Formally known as ‘Pygmies’, the Batwa are widely regarded to be the oldest surviving peoples of central Africa and their culture is one of the most ancient and endangered. For thousands of years they have survived in the dark forests of the African Great Lakes region and over generations built up a symbiotic relationship with their natural home in which skills were passed down throughout their history. Traditionally hunter-gatherers, Batwa people also had a vast knowledge of forest plants, especially for medicinal purposes, they could track bees to find their hives and collect honey and had a whole range of techniques for hunting and gathering. It was customary for this knowledge to be passed on orally through dancing, song and storytelling. Sadly, the plight of the Batwa people has not been a happy one in modern times as both the gazetting of national parks and times of civil unrest in the 19th and 20th centuries have forced them from their forest homes, putting much of their traditions at risk as they struggle to both adapt and be accepted by the modern world.
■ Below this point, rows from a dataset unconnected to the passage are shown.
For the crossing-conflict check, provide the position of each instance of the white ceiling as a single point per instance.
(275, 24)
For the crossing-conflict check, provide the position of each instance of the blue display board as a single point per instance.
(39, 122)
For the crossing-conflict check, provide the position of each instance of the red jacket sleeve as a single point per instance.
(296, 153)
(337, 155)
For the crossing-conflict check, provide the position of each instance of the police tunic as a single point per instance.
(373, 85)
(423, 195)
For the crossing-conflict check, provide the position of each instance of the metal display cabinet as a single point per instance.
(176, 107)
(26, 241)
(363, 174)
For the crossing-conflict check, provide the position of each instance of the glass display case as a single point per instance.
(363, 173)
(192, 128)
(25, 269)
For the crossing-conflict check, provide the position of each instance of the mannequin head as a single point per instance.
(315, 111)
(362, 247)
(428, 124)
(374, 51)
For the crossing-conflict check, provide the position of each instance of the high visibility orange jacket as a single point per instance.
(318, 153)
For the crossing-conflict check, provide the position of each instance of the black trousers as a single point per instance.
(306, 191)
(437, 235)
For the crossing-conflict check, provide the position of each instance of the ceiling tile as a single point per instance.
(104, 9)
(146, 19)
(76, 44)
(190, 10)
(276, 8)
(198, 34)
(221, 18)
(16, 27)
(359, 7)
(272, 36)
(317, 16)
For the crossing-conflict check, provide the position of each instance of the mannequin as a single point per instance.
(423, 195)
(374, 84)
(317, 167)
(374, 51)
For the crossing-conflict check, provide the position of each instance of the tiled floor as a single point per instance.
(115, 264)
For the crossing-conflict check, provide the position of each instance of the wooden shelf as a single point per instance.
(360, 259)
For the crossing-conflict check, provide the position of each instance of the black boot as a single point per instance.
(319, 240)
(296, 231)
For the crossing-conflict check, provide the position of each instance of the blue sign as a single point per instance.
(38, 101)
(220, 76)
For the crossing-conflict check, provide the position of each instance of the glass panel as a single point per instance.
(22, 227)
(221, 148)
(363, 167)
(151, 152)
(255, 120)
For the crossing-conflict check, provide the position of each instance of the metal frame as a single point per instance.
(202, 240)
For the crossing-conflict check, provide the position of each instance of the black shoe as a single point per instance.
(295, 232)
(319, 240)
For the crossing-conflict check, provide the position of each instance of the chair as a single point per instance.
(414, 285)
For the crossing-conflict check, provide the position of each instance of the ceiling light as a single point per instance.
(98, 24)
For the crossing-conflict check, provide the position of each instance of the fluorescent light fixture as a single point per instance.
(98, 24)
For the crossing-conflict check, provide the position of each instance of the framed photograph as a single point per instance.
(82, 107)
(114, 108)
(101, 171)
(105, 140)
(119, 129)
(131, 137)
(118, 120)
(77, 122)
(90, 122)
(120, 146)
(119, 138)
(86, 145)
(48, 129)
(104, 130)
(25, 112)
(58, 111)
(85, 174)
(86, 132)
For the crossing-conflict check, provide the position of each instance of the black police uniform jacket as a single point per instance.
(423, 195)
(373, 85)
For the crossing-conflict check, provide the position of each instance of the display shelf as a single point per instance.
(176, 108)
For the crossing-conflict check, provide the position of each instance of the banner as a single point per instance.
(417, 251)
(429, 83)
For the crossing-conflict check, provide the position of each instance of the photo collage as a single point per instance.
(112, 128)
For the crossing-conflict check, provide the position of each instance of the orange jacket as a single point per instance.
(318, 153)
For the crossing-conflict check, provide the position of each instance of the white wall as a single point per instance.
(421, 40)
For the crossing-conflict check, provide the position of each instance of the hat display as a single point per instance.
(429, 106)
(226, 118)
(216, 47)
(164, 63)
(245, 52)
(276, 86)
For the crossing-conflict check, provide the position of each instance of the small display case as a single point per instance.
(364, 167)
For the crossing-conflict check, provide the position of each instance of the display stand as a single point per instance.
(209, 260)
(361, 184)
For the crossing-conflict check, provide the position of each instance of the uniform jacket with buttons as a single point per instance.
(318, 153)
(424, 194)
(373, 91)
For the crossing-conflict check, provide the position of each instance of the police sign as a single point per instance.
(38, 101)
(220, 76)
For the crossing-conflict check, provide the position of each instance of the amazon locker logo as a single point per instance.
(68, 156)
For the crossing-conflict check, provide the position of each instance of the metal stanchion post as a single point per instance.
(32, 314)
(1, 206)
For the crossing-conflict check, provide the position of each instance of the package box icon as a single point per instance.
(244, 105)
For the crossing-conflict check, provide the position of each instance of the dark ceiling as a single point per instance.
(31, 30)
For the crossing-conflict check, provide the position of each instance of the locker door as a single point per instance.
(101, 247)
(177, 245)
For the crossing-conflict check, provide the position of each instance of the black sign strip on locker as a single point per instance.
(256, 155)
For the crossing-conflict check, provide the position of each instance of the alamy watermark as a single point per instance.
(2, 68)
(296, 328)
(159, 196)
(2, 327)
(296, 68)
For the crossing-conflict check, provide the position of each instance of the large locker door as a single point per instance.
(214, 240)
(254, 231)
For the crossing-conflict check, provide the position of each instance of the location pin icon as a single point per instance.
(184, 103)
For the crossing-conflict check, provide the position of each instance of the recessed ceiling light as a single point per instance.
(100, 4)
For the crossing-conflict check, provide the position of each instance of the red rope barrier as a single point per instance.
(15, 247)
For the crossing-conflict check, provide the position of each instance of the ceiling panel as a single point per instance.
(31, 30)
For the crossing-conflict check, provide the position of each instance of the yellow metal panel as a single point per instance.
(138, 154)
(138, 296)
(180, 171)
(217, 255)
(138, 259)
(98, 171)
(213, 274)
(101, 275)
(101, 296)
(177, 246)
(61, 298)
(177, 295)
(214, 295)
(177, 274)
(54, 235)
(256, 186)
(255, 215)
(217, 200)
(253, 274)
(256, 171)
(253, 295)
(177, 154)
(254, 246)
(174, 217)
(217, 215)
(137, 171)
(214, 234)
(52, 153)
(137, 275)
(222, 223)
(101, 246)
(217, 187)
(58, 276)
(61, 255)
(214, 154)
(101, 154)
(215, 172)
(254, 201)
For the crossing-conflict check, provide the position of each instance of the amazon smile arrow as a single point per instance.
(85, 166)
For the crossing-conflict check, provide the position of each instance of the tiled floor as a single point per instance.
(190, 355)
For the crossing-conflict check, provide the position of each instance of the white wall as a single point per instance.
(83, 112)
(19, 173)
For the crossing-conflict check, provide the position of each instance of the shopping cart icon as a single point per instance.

The hike starts at a base camp a 30 minute drive from our Mount Gahinga Lodge, which is also the starting point for those setting out on the stunning hike up the sides of the Muhavura or Gahinga volcanoes. Members of the Batwa community and guides from the Ugandan Wildlife Authority take travelers through the dense forest and teach about the Batwa way of life. Activities on the trail include seeing traditional huts, shooting bows and arrows, seeing how they collected honey and hunted, a tour of medicinal and edible plants and concludes in Garama Cave for a song / dance performance. Not very strenuous but an all-day activity, lasting 6-8 hours.
This is one of the caves where once the crafty Batwa (who were renowned warriors) lived and fought their neighbors, the Bantu. The distance to the cave entrance from the park headquaters is 3 km and it takes about 4 hours to walk there. Your guide will show you how the Batwa lived and fought out of the cave. The cave is 342m in length, 14m deep and is now inhabited only by bats.